Bailey noted that most financial services companies in both the UK and the EU have made extensive preparations for the Brexit transition, and consequently many risks have already been addressed.
However, the report warned, “some market volatility and disruption to financial services, particularly to EU-based clients, could arise.”
Bailey said: “As we have said many times, financial stability is not the same as market stability and does not mean we can avoid disruption to financial services in all parts of the landscape. We cannot prevent disruption for EU clients caused by measures taken elsewhere, regrettable though that is.”
“Market volatility could be reinforced in the event that some derivative users are not fully ready to trade with EU counterparties or on EU or EU-recognised trading venues. Financial institutions should continue taking measures to minimise disruption,” the report warned.
“Irrespective of the particular form of the UK’s future relationship with the EU, and consistent with its statutory responsibilities, the FPC remains committed to the implementation of robust prudential standards in the UK. This will require maintaining a level of resilience that is at least as great as that currently planned, which itself exceeds that required by international baseline standards, as well as maintaining UK authorities’ ability to manage UK financial stability risks,” the report continued.
It is up to individual financial institutions to take measures to control risks and reduce disruption, Bailey added.

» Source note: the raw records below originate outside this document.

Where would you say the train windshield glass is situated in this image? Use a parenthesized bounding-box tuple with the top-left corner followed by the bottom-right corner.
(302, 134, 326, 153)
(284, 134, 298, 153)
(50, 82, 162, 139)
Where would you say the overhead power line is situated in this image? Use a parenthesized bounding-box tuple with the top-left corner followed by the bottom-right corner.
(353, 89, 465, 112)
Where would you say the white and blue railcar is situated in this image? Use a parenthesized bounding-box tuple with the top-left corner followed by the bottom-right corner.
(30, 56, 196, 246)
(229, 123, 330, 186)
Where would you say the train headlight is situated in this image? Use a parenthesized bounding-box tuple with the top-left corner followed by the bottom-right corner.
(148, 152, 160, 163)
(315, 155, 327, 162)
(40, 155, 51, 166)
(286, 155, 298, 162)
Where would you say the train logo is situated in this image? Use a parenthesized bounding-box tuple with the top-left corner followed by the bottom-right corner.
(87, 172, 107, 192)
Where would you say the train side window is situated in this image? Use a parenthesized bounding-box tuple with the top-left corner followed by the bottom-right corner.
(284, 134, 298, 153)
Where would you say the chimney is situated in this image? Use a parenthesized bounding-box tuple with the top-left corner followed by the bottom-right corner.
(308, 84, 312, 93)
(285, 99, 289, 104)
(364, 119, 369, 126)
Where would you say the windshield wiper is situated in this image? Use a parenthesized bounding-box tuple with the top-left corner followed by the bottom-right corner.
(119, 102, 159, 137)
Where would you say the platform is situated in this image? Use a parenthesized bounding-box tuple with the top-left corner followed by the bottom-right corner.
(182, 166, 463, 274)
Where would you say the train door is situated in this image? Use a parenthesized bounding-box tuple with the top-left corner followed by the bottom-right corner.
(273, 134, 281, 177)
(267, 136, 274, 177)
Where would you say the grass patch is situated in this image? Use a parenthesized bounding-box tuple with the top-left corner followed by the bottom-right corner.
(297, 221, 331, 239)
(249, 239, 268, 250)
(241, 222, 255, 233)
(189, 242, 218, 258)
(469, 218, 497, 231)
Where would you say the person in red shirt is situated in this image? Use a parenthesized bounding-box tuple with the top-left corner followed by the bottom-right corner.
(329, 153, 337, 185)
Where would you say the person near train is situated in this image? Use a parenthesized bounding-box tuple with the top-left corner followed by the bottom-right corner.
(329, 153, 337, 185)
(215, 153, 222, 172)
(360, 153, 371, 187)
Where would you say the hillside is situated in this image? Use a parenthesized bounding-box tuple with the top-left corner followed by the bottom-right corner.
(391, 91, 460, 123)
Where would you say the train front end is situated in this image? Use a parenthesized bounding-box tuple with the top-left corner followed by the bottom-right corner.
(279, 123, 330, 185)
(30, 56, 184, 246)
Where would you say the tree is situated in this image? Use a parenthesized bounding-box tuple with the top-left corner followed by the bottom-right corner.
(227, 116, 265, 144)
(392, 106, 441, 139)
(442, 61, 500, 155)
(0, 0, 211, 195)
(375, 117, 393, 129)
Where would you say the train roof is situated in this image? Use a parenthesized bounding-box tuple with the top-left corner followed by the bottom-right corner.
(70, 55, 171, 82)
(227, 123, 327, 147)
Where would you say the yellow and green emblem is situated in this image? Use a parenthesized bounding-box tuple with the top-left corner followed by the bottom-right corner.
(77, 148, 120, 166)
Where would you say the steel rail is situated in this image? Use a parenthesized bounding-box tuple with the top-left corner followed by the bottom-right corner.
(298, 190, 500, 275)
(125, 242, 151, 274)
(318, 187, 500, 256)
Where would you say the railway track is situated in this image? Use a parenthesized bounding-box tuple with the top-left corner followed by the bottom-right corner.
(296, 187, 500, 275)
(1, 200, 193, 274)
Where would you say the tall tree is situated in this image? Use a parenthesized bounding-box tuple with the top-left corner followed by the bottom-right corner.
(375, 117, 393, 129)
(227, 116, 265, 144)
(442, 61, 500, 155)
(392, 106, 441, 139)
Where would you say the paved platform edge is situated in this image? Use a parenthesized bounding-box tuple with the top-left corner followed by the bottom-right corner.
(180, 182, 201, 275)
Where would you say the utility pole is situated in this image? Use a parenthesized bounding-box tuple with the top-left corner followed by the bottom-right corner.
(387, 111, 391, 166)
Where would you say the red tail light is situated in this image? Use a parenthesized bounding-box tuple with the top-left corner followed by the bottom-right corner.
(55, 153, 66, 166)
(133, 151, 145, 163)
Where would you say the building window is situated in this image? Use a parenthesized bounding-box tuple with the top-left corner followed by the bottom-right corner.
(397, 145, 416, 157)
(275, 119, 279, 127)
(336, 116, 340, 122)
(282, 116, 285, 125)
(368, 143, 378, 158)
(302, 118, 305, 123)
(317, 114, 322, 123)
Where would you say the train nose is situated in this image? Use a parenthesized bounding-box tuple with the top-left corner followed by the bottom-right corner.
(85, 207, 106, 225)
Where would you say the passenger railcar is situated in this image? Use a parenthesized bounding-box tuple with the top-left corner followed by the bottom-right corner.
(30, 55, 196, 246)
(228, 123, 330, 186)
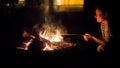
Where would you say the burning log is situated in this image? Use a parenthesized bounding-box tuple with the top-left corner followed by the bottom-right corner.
(39, 36, 76, 51)
(50, 41, 76, 50)
(16, 39, 34, 50)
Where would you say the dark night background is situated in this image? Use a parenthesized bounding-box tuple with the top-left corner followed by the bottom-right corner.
(0, 0, 119, 67)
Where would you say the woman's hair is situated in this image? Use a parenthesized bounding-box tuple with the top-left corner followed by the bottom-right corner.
(94, 4, 110, 19)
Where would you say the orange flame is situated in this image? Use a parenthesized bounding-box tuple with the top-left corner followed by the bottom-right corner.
(39, 29, 63, 42)
(39, 29, 64, 51)
(43, 43, 54, 51)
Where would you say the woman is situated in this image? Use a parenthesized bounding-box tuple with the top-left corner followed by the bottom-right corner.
(83, 5, 112, 53)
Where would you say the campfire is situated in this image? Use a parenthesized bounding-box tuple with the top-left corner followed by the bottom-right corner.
(38, 18, 76, 51)
(16, 17, 80, 51)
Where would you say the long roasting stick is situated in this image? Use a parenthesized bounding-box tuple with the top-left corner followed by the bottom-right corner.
(61, 34, 83, 36)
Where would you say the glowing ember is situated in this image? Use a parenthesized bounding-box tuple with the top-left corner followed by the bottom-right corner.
(43, 43, 54, 51)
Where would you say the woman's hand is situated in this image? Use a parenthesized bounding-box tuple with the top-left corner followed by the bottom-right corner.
(83, 33, 93, 41)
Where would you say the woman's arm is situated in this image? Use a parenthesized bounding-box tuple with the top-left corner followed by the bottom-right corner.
(83, 33, 106, 45)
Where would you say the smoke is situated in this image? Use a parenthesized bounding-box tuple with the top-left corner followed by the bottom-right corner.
(32, 16, 68, 39)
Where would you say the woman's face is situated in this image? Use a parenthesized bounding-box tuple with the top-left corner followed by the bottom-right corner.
(94, 8, 104, 23)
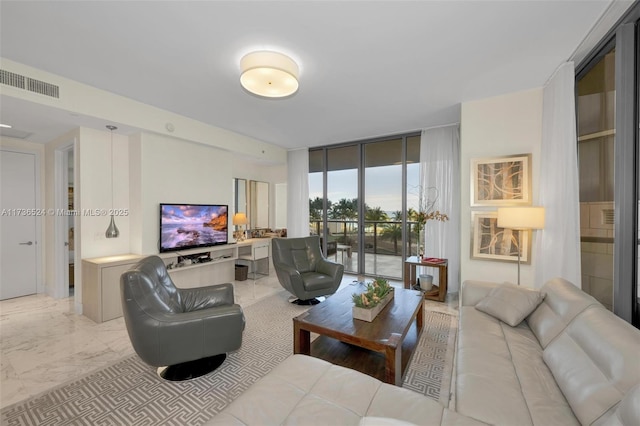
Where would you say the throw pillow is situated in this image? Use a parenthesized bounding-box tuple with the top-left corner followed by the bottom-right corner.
(475, 283, 545, 327)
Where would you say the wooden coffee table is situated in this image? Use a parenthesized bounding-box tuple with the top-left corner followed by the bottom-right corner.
(293, 284, 424, 385)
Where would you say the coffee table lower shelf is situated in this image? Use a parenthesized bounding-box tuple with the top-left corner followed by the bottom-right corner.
(307, 320, 421, 384)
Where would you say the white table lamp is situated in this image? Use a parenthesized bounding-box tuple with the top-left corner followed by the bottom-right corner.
(497, 207, 545, 285)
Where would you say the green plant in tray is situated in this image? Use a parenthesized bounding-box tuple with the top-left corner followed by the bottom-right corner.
(352, 277, 393, 309)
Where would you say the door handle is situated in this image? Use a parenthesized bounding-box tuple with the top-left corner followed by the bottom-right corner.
(19, 241, 33, 246)
(64, 242, 69, 247)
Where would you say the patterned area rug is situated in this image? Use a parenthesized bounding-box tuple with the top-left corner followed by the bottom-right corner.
(1, 291, 457, 426)
(402, 310, 458, 407)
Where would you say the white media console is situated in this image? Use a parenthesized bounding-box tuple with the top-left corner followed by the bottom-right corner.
(82, 239, 271, 323)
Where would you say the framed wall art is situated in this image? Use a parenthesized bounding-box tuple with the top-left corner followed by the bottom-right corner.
(470, 211, 531, 264)
(471, 153, 532, 206)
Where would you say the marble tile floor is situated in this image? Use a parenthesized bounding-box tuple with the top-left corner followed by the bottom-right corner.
(0, 273, 457, 409)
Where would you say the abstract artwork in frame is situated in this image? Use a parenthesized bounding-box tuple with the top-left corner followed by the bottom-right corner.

If no deal is secured, the UK’s position as a ‘third-country’ to the EU raises major concerns about the capacity for cross-border financial services between the UK and the 27 Member States.
The Financial Stability Report stated that “the UK banking system remains resilient to a wide range of possible economic outcomes. It has the capacity to continue to support businesses and households even if economic outcomes are considerably worse than currently expected. This reflects the build-up of substantial buffers of capital since the global financial crisis.”